Studying the social lives of AIed also helps us to see beyond current fascination with technologies such as algorithms, machine learning and neural networks to the historically embedded processes and problems in education that AIed has been put to the task of addressing. Issues such as inequality of outcomes, claims of the benefits of personalized learning over standardized education, private influence over public education, performance measurement through numbers, and the geopolitics of education policy are not unique to AIed of course. The application of intelligent software to old problems does not, however, inevitably or unproblematically solve them. AIed becomes entangled in such problems, for example by exacerbating inequalities through inferring probable outcomes from historical performance datasets, or by delegating human judgment to opaque and unexplainable algorithms.

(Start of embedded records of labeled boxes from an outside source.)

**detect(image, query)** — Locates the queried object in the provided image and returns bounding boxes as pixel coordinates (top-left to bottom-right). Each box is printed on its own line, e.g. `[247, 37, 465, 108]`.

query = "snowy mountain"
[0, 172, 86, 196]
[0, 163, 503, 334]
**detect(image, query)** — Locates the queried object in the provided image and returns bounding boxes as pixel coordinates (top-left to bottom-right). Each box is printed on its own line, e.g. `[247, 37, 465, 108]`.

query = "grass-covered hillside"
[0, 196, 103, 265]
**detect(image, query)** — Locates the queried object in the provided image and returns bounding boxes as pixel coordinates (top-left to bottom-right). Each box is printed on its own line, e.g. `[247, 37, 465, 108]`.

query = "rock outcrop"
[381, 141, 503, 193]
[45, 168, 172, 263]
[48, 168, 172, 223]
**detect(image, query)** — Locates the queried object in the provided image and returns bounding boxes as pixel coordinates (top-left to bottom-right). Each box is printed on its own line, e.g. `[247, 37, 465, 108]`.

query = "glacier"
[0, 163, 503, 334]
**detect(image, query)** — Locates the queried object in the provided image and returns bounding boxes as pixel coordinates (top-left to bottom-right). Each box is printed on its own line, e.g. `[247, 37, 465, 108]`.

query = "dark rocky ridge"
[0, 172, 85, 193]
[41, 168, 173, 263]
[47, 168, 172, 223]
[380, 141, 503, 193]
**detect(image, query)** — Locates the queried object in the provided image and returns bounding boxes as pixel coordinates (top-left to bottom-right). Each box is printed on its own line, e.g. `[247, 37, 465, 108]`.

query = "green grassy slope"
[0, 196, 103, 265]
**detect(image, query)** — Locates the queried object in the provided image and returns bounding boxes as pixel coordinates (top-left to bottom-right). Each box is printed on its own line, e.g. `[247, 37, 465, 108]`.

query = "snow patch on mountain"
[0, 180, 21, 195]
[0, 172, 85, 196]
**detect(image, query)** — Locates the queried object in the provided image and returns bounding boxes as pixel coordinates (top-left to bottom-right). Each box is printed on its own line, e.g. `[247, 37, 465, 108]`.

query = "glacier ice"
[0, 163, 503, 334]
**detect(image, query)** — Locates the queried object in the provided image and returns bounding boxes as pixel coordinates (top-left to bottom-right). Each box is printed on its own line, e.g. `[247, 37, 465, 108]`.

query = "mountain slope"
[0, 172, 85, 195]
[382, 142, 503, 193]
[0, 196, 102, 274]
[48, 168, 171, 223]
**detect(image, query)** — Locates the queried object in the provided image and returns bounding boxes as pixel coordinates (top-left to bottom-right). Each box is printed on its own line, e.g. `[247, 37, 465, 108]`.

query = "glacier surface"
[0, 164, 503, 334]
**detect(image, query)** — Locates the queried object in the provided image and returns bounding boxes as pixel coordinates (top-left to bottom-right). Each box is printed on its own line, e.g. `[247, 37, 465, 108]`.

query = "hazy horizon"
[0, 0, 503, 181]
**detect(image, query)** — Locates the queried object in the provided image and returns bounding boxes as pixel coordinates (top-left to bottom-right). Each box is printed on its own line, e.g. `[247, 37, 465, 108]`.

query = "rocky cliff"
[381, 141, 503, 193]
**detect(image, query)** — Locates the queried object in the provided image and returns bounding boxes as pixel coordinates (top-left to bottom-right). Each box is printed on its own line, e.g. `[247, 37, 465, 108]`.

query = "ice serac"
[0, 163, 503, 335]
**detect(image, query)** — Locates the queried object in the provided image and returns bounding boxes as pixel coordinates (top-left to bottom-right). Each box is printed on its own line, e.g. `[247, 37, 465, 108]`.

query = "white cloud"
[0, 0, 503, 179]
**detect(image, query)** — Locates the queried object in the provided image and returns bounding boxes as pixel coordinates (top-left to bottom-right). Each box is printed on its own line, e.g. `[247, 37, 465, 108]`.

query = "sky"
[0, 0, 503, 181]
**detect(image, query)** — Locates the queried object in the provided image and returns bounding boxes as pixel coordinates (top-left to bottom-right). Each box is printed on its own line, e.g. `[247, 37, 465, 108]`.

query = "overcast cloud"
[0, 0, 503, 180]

Ideally, critical social scientific and philosophical research should not only examine the past and present social lives of AIed but become involved in shaping its future life too. It should actively intervene alongside system designers and learning scientists to help shape better outcomes, ethical responses, meaningful regulation, socially just designs, and alternative future imaginaries of AIed. We hope the papers in the special issue AI in education: Critical perspectives and alternative futures support initial steps in that direction.